Neuroevolution + PPO Transfer
Genetic Models as Experts for On-Policy RL
We explore how a population-based, genetic-evolution algorithm (GA) can serve as an effective "expert" or demonstrator for an on-policy reinforcement learning agent (PPO). In short, we use a basic GA to evolve neural controllers in a 3D game until they reach decent performance. Then we take the best-performing genetic model (the champion) and transfer its weights into a policy gradient method—PPO— so that PPO starts learning from a near-expert initialization instead of learning from scratch.
Genetic Algorithm
We first simulate a large population of neural nets controlling a voxel-based parkour. Each net has inputs like "LIDAR" scans (to sense platforms) and outputs that determine jumping, left/right movements, and velocity factors. Over many generations, we breed the top performers to create children, using random crossovers and mutations. Eventually we get a single champion net that performs well in zero-shot, purely from genetic search without gradient updates.
In this example, the game is a "voxel endless runner" that spawns platforms at random positions. Our GA attempts to keep the runner alive as long as possible by jumping and shifting left or right at the correct times. The net architecture is straightforward:
- Inputs:220 LIDAR occupancy cells + runner state
- Hidden Layer:8 neurons, each with random weights/bias
- Outputs:jumpProb, leftProb, rightProb, rawJumpSpeed, rawMoveSpeed
Above is an example that runs fully in your browser (via tensorflow.js)! It spawns a population of runners, each with random network weights. They gradually evolve to survive longer—at which point, we have a high-scoring "expert" net from genetic search. You can adjust the speed in the top right to see it train faster or slower.
Proximal Policy Optimization (PPO)
After the GA saturates (or hits a certain generation), we take the best network's weights and feed them into a standard on-policy PPO algorithm.

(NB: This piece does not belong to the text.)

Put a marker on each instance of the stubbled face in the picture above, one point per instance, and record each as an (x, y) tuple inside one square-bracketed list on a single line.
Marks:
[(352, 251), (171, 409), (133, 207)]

PPO normally starts from random initialization, which is usually slow to learn from sparse rewards, but now it gets a huge head start. This lets the policy gradient approach quickly adapt or refine its weights for more stable, nuanced control. Typically, this kind of "demonstration" or "expert init" can drastically reduce the PPO training time needed to beat the same performance level.

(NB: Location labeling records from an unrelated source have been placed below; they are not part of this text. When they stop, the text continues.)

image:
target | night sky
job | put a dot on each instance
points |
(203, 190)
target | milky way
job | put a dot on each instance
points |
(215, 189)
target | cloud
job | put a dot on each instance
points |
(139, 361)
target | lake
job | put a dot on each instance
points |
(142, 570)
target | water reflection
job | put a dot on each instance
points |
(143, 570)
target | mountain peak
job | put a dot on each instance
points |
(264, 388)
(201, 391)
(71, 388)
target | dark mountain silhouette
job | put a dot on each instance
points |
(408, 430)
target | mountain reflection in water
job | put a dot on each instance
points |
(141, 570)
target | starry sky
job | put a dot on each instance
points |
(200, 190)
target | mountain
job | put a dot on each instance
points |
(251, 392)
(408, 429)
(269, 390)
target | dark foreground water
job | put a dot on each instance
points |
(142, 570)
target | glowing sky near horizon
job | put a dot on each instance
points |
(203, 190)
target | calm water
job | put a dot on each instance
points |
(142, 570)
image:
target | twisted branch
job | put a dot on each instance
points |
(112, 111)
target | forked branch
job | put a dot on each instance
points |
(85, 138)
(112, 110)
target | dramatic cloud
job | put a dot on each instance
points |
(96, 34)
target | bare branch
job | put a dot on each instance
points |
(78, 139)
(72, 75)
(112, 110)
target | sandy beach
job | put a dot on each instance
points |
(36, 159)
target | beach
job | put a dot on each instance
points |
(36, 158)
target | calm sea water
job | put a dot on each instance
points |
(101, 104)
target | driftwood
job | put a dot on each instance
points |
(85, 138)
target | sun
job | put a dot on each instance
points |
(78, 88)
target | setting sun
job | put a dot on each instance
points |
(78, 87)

Essentially, the genetic approach has done the coarse search over a massive parameter space (in parallel), while PPO can then do fine-grained gradient updates to squeeze out further gains. We achieve a working trade-off between an evolutionary, off-gradient method and a standard RL method that relies on gradient backprop.
Put Simply..
- Genetic: Run parallel neural nets, pick top performers, breed them, and mutate. Reward based on distance.
- Demonstration: We store the champion net. Weights are converted into a shape that PPO expects (like a feedforward policy network).

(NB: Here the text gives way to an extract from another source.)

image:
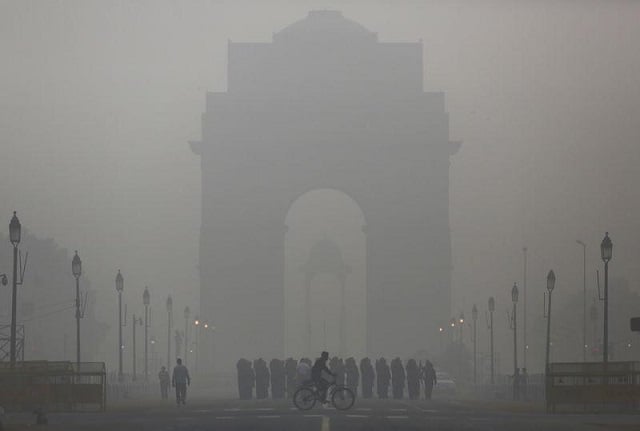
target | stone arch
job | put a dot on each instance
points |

- PPO: PPO policy's initial weights are the champion weights. Our PPO then runs standard environment interaction and gradient updates (advantage estimation, clipped objectives, etc.). Thanks to our expert, PPO quickly stabilizes or surpasses the champion's performance!
Conclusion
Zero-shot or minimal-step transfer is a compelling technique in environments where gradient-based RL might struggle at the early phase (e.g. large state/action spaces, sparse rewards— think open-ended games like Minecraft). We know evolutionary methods can find partial solutions simply by random exploration, but by marrying these solutions with PPO's local gradient optimization, we can drastically reduce training time and converge faster than either approach alone.
We effectively show that a "weak but broad" solver (genetic search) plus a "focused gradient" solver (PPO) is sometimes the best of both worlds. We hope to extend this approach to more complex environments and tasks, other than just Minecraft parkour!